Factoring two-variable quadratics: rearranging

Let's see if we can use our existing factoring skills to factor 30x squared plus 11xy plus y squared. And I encourage you to pause the video and see if you can handle it yourself. Now, the first hint I will give you-- and this might open up what's going on here-- is to maybe rearrange this a little bit. We could rewrite this as y squared plus 11xy plus 30x squared. And my whole motivation for doing that-- there are ways to factor a quadratic where your first coefficient, your coefficient on this first term, is something other than 1. But we haven't seen that yet. And so rearranging it this way, this got us a little bit more into our comfort zone. Now our coefficient is a 1 on the y squared term. So now we can start to think of this in the same form that we've looked at some of the other factoring problems. Can we think of two numbers whose product is 30x squared and whose sum is 11x? Notice, 11x is the coefficient on y. We have y squared, some coefficient on y. And then in terms of y, this isn't in any way dependent on y.
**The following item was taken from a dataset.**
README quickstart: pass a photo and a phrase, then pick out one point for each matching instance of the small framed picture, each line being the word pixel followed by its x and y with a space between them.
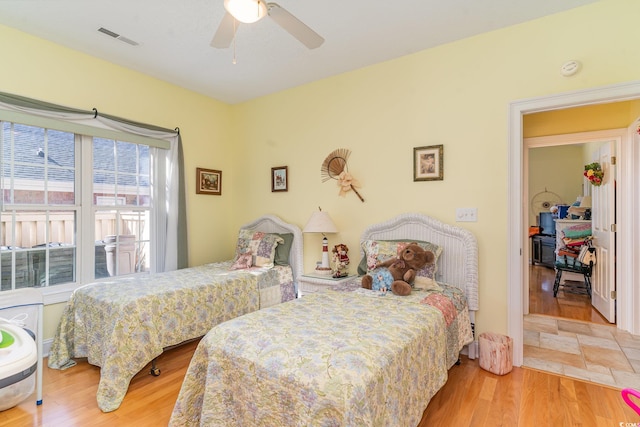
pixel 208 181
pixel 279 178
pixel 428 163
So one way to think about this, if you knew what x was, then this would be a quadratic in terms of y. And that's how we're really thinking about it here. So can we find two numbers whose product is 30x squared and two numbers whose sum is the coefficient on this y term right here, whose sum is 11x? So let's just think about all of the different possibilities. If we were just thinking about two numbers whose product was 30 and whose sum was 11, we would be thinking of 5 and 6. 5 times 6 is 30. 5 plus 6 is 11. It's some trial and error. You could have tried 3 and 10. Well, that would have been-- 13 would be their sum. You could have tried 2 and 15. That wouldn't have worked. But 5 and 6 does work here, so we've already seen that multiple times. So 5 and 6 would work for 30, but we have 30x squared. So what if we have 5x and 6x? Well, 5x times 6x is 30x squared, and 5x plus 6x is 11x. So this actually works. So then our factoring or our factorization of this expression is just going to be y plus 5x times y plus 6x. And I'll leave it up to you to verify that this does indeed, when you multiply it out, equal this up here.